A kapo was a prisoner in the Holocaust camps who was assigned by the SS to supervise other prisoners or carry out administrative tasks and given special privileges. Related groups included the "Jewish Ghetto Police" or "Jewish Police Service" in the Holocaust ghettos.
Even politically correct sources state that the kapos and the Jewish Ghetto Police committed many crimes. Initially, in the postwar period, there were several trials involving former kapos, but they eventually came to be perceived as victims themselves. Wikipedia states that Israel’s Supreme Court aimed to stop trials against kapos and other claimed collaborators.

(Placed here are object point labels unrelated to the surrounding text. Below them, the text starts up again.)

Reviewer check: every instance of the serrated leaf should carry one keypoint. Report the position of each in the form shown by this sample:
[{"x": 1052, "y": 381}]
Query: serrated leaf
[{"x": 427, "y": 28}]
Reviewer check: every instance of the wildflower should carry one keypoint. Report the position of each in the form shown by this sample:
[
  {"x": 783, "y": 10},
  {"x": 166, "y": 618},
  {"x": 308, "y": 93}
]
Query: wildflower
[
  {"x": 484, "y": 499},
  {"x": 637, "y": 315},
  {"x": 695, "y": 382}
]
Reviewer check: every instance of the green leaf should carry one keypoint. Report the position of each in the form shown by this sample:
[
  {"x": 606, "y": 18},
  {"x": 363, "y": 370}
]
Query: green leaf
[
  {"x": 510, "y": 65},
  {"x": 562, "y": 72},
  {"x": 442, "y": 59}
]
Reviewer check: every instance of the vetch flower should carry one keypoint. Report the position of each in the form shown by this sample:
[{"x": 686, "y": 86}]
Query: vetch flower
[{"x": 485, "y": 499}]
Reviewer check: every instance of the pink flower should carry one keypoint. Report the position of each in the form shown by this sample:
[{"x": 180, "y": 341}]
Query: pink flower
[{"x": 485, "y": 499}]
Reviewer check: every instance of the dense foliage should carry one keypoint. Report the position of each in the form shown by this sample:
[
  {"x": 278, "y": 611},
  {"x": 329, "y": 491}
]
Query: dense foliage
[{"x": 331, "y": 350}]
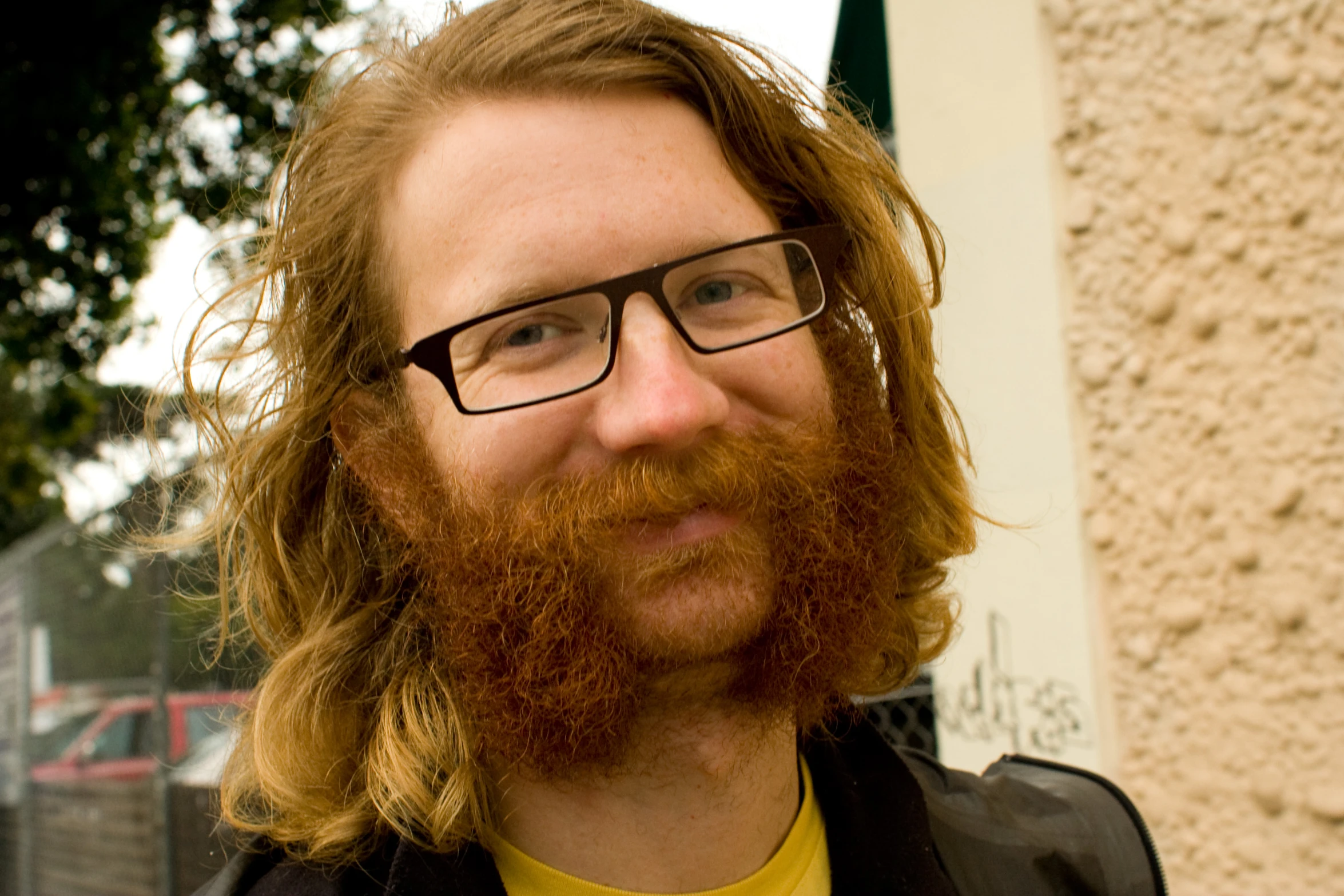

Hirsch Barenblat, a head of the Jewish Ghetto Police and later the conductor of the Israel National Opera, was found guilty in Israel of ensuring that Jews selected for the "death camps" did not escape. Barenblat was initially sentenced to five years in prison. In 1964, having served three months of the sentence, Barenblat was freed and Israel’s Supreme Court quashed his conviction.
Non-prisoner camp personnel, in contrast, continues to be hunted and convicted by courts, with more recently simply being posted at a camp being enough for conviction. See also John Demjanjuk and Helmut Oberlander.
Similarly, non-Jewish claimed collaborators have continued to be hunted and convicted.
The kapos sometimes numbered as high as 10% of the inmates. One effect of this was that the number of non-prisoner staff who had direct contact with the prisoners was very low in comparison to prisons today. However, politically correct Holocaust fictional descriptions often give the impression that all camp supervisors were (cruel) Germans, or, if kapos are depicted, they are often depicted as innocent bystanders.